Dr. Emily Doolittle is an Athenaeum Research Fellow and Lecturer in Composition at the Royal Conservatoire of Scotland. She has an ongoing interest in zoömusicology, which she explores in both her composition and through interdisciplinary collaboration with biologists. Recent works include (re)cycling I: metals, for found- object percussion instruments, and Los Bilbilikos, based on songs of and mediaeval Spanish and Ladino poetry about nightingales.

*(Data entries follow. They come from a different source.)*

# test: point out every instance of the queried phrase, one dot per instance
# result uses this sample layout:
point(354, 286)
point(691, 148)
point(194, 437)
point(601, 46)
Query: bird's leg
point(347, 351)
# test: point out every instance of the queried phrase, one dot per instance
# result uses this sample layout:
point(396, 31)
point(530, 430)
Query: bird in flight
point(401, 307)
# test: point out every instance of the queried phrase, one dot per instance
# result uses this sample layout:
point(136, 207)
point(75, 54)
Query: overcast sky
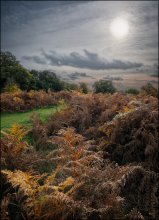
point(71, 36)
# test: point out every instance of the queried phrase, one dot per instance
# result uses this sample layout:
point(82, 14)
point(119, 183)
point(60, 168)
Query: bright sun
point(119, 27)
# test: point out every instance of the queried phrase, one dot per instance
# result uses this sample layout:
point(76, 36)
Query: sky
point(74, 39)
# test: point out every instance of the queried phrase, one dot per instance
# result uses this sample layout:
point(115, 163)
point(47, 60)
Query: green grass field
point(8, 119)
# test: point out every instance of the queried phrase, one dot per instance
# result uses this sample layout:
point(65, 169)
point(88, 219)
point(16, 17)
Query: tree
point(104, 86)
point(13, 71)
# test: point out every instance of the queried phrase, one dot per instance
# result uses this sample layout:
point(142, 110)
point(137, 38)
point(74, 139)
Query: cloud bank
point(87, 60)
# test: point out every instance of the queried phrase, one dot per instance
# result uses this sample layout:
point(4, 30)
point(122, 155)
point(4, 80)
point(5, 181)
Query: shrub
point(132, 91)
point(149, 90)
point(104, 86)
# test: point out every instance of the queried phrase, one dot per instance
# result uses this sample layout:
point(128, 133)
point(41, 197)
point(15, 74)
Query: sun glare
point(119, 27)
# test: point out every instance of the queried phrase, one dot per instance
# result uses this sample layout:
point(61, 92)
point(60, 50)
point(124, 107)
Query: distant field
point(7, 119)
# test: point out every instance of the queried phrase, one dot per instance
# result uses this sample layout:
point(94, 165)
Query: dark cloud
point(36, 59)
point(116, 78)
point(88, 60)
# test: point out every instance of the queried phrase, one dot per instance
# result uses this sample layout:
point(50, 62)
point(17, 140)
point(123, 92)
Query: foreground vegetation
point(97, 158)
point(23, 118)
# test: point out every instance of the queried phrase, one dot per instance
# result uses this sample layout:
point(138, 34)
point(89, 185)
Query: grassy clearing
point(8, 119)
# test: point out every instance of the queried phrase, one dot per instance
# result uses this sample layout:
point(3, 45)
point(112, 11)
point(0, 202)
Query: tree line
point(14, 76)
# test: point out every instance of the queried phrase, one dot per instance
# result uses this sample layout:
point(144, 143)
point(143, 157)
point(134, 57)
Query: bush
point(132, 91)
point(12, 88)
point(149, 90)
point(104, 86)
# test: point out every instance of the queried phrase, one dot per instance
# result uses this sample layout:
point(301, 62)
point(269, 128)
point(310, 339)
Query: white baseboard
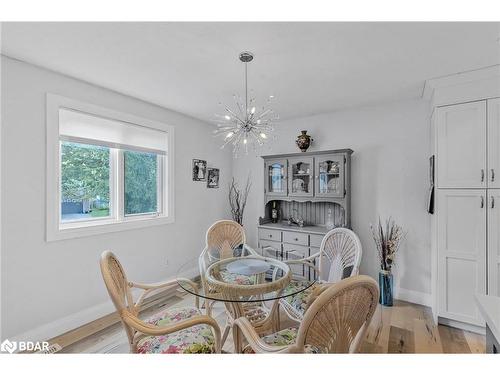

Professor Laura González’s work falls between medical humanities, psychoanalysis, performance, and Eastern thought. She is the author of Make Me Yours: How Art Seduces (Cambridge Scholars 2016) and The Hysteric (Routledge 2023). She has published chapters on the seductive qualities of a lemon squeezer, inter-semiotic translation, her maternal line, and madness.

Keywords

Ontological inquiry, creative practice, inspiration, embodied experience, collaboration

Abstract

In this creative conversation, we three artist-researchers at the Royal Conservatoire of Scotland ponder inspiration in education and in our own creative practices from a range of perspectives. Each of us offers a provocation on “inspiration” from our own field of practice-research, to each other, to our colleagues, and to our community. This document presents the conversation that ensues. Drawing on our collective experiences of undergraduate and postgraduate teaching, doctoral supervision across a range of performing arts and interdisciplinary fields, teaching body-centred practices such as yoga and pranayama, peer-to-peer mentoring of both academic and practice-based research, practice research methodologies, and our own arts practices (which between the three of us include music, dance, creative and non-fiction writing, theatre, visual arts, and durational performance), we discuss the ways that “inspiration,” both literal and metaphorical, permeates our work. We suggest that literal inspiration (breathing) and metaphorical inspiration (influence, insight, passion) are in fact deeply intertwined. Connection with our living, breathing, inspiring selves enables us to access artistic inspiration, while connection with artistic inspiration enables us to more fully inhabit our living, beathing, inspiring bodies.